As these recent refugees check their reluctant children into the center’s child-care facility, they see a cheery, inviting space—freshly painted and well appointed with toys, facilities and play areas.
It’s a welcoming aesthetic resulting from a $50,000 Enbridge contribution, and the efforts and the resourcefulness of Enbridge employees—both of which led to a major overhaul of the kitchen and child-care center at the EMCN.
“For many refugee children, this is their first time away from their parents, so it’s important that the child-care space looks welcoming,” says Erick Ambtman, the EMCN’s executive director.

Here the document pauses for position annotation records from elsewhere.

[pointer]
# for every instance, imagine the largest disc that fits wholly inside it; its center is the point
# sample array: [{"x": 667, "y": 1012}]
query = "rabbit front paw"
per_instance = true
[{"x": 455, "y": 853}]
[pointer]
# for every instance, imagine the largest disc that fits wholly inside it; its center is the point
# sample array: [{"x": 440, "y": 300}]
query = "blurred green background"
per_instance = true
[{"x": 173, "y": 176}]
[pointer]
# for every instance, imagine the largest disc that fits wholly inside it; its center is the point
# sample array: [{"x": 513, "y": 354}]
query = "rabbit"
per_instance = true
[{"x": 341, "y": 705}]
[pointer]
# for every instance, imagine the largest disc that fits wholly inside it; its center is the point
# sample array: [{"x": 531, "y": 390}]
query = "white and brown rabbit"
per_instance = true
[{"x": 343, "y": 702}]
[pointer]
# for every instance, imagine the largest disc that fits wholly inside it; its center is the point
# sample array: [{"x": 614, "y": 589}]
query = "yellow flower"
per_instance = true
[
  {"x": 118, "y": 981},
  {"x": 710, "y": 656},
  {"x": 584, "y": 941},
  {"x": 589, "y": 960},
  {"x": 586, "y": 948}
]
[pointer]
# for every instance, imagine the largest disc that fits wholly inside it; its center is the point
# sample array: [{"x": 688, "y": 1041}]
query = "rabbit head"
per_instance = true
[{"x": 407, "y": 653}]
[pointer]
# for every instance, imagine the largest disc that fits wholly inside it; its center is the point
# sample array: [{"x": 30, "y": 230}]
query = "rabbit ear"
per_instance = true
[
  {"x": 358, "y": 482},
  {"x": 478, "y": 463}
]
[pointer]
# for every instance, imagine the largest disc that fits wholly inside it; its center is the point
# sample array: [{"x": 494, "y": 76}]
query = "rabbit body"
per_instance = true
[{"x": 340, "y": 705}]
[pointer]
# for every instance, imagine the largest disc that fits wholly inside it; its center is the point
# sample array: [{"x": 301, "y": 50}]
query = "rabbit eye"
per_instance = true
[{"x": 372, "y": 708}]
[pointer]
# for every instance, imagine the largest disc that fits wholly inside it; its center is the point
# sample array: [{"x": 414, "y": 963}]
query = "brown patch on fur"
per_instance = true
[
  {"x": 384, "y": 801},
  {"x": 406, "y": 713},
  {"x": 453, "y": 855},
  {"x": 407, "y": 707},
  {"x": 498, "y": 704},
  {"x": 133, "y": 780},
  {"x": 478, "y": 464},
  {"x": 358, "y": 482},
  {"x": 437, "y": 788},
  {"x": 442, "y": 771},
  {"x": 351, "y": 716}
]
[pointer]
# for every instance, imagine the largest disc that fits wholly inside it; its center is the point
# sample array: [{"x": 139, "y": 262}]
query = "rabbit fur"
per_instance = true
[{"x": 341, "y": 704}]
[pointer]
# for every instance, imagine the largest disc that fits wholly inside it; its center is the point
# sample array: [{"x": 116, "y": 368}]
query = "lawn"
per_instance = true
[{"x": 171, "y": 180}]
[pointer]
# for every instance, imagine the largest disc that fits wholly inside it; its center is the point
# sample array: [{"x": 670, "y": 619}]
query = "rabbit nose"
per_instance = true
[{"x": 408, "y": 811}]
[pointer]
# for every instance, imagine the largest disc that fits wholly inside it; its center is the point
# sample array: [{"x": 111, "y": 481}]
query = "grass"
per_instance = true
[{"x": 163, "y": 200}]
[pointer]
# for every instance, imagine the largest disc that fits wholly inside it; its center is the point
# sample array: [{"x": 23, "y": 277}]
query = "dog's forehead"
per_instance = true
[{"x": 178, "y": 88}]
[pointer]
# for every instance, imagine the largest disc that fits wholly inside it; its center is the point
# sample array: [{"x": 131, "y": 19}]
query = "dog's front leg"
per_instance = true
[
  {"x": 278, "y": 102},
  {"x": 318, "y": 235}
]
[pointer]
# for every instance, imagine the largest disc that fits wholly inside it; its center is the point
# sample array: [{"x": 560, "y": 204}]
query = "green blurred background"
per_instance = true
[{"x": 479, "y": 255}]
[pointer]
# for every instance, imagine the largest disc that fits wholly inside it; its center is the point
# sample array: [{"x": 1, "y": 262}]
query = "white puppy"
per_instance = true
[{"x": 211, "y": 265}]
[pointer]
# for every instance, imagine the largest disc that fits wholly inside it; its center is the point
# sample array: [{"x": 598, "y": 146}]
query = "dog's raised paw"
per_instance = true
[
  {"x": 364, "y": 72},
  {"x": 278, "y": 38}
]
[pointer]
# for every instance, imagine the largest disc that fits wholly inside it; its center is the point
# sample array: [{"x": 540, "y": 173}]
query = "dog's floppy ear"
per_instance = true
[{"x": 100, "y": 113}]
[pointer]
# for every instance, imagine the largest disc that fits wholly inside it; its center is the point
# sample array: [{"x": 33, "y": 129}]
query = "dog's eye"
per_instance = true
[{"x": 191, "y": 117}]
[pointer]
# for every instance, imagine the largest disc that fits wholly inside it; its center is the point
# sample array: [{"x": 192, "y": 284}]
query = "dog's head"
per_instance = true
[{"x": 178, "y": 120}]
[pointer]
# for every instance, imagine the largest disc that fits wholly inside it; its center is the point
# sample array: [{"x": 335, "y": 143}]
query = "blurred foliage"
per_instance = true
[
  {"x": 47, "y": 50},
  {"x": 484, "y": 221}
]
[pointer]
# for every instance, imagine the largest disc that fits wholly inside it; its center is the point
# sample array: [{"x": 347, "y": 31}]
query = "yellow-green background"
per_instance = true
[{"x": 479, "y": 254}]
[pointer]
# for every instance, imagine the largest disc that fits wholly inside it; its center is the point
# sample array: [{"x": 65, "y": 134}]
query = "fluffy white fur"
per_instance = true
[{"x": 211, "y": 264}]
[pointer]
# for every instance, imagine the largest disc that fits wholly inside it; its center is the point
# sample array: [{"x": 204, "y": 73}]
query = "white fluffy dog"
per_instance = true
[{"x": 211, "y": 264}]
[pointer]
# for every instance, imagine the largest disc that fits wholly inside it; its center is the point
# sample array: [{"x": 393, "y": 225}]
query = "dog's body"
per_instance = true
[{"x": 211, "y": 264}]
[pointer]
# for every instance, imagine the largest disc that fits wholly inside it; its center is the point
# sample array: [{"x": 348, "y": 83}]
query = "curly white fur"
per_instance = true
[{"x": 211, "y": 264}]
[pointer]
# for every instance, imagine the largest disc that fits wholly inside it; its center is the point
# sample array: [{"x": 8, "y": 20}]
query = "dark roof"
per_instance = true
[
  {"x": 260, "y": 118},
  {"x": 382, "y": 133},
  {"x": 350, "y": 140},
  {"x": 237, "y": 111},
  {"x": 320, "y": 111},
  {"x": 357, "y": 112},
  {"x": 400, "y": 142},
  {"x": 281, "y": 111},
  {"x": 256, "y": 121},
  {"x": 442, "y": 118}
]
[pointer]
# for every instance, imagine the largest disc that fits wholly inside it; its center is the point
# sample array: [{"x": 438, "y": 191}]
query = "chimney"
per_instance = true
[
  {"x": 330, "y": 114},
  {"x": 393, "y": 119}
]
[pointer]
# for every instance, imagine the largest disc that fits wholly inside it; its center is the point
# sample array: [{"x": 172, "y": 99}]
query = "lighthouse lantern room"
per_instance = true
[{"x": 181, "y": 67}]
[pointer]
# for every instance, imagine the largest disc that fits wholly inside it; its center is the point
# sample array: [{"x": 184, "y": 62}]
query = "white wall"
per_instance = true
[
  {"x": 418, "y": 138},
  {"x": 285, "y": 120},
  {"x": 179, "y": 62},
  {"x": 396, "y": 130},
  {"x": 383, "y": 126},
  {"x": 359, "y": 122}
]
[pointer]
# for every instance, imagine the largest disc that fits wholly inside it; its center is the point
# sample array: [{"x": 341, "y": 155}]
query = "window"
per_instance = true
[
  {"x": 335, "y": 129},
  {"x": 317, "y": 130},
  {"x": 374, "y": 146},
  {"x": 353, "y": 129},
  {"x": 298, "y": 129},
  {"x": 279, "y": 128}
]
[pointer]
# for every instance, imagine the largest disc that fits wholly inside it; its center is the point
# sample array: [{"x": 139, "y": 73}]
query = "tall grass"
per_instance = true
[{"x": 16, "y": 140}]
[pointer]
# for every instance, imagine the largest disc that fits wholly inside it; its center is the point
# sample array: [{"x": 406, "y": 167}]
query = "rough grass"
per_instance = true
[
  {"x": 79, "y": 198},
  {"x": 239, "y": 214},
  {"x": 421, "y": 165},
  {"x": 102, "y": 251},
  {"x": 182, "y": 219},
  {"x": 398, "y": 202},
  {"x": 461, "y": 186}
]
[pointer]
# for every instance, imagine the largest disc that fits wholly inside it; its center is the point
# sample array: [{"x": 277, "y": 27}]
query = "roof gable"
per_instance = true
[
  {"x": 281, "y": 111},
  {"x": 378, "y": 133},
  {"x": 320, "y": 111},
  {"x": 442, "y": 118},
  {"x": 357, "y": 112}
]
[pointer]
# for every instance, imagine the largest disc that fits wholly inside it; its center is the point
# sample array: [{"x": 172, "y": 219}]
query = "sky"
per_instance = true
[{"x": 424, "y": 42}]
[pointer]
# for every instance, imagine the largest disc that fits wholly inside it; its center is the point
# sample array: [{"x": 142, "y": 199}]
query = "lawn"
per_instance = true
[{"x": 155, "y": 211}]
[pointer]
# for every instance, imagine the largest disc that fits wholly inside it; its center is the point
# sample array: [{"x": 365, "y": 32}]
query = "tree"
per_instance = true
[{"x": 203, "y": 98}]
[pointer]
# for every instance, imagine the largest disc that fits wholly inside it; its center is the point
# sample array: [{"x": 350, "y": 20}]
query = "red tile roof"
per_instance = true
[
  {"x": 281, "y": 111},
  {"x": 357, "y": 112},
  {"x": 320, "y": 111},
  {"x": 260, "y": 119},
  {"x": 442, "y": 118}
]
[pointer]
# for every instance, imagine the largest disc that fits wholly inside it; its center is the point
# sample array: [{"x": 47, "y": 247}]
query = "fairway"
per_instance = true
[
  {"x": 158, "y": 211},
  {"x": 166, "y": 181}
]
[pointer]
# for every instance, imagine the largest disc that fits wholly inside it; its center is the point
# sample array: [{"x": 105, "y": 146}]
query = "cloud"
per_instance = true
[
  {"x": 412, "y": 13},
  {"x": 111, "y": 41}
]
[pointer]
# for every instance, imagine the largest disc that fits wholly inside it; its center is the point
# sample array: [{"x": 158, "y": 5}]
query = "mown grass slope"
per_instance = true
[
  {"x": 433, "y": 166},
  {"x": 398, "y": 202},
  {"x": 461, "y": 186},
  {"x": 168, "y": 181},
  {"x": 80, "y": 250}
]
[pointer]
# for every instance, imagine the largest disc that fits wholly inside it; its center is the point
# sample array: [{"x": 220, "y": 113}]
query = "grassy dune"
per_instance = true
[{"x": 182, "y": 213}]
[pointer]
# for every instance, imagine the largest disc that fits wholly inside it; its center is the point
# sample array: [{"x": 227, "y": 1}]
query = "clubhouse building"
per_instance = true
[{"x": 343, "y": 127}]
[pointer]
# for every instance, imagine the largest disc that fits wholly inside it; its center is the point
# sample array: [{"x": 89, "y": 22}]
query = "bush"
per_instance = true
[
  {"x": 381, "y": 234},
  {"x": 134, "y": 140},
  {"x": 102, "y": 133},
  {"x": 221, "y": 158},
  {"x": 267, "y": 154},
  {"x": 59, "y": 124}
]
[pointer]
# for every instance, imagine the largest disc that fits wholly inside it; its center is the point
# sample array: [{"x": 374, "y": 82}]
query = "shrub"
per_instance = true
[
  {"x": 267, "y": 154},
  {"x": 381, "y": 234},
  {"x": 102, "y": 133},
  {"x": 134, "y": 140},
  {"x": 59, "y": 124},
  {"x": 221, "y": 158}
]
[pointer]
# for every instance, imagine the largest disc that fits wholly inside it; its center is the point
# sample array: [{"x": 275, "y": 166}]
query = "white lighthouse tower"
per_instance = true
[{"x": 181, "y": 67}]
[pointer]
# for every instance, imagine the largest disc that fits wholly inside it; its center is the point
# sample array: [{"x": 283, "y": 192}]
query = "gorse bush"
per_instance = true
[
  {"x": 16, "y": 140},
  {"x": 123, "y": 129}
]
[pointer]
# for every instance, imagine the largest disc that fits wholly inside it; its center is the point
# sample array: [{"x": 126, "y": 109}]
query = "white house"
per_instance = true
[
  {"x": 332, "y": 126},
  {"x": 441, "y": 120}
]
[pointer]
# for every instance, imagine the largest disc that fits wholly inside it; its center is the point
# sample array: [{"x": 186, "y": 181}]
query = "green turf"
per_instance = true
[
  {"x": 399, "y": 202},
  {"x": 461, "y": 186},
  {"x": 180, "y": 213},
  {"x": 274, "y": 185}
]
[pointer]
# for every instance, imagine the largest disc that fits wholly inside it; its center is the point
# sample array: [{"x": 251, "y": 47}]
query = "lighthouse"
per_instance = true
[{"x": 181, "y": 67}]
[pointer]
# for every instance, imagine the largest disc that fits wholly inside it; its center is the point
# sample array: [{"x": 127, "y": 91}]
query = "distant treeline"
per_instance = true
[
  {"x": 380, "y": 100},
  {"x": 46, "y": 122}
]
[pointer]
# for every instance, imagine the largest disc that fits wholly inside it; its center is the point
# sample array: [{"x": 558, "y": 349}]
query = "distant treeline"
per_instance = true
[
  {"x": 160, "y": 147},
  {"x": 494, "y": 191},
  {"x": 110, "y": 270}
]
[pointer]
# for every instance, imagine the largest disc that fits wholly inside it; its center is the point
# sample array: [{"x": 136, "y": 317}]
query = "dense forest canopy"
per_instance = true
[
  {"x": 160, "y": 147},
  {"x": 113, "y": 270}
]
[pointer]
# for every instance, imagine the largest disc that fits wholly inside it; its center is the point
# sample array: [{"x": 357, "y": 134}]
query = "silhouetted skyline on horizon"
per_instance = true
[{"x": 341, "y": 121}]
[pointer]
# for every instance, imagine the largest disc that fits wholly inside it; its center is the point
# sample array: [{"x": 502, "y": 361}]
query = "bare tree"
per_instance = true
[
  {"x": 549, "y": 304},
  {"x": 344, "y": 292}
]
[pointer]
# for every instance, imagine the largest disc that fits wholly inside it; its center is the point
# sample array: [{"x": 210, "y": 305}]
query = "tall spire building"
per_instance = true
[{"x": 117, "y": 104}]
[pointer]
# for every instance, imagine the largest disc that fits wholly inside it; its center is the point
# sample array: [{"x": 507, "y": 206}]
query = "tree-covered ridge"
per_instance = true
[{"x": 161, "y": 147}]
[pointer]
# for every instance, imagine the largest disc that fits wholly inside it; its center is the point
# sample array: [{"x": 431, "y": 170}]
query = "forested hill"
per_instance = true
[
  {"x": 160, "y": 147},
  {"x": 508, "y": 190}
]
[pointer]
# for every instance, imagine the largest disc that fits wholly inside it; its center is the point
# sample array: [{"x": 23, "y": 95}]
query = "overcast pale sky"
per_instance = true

The EMCN is Edmonton’s largest organization serving immigrants and refugees from around the world. More than 15,000 individuals and families per year access the facility’s services and support network, which include English language instruction, employment and foreign credential programs, and settlement supports such as counseling for victims of torture and trauma.
The child-care center, for children whose parents attend language classes, was overdue for an upgrade. “It was in really rough shape. In the kitchen, every piece of equipment was failing or didn’t fit in its place. The outdoor playground was a patch of dirt and concrete,” explains Ambtman.
The change began in 2014, when Enbridge committed to a United Way focus project to contribute funds and volunteer hours for renovations.
“We were delighted when Enbridge came to us and said, that in addition to their campaign, they’d like to contribute to a focus project,” says Kevin Fitzgerald, director of Corporate Partnerships at the United Way of the Alberta Capital Region.
Last year, Enbridge’s employee-led United Way campaign in the Edmonton area raised about $1.8 million, including donations, special events and corporate matching.
Fitzgerald says the value of the EMCN project was about so much more than dollars. “It went a lot further than we thought it would,” he says, “because of the very strong volunteerism from Enbridge employees, and because Enbridge leveraged strong relationships with contractors and vendors to get materials at a discounted cost.”
As a result, the child-care center received a complete kitchen renovation, new paint, new outdoor play facilities, new activity center, furniture, shelving units, toys and supplies.
That $50,000 contribution “stretched into more like a $120,000 to $150,000 renovation,” says Ambtman. “Every time the Enbridge team brought something in under budget, something else became possible.”
After holding a celebration event in December with EMCN child care staff, client families, and Enbridge employees, Ambtman says the human impact of this transformation stands above everything else.
“Now when parents are dropping their kids off for the first time, they have more confidence because the day care looks inviting and fun,” he says. “It sends the message that our clients are valued.”
(TOP PHOTO: Edmonton Mennonite Centre for Newcomers daycare workers now welcome children into a more cheerful, inviting space, thanks to a facility facelift.)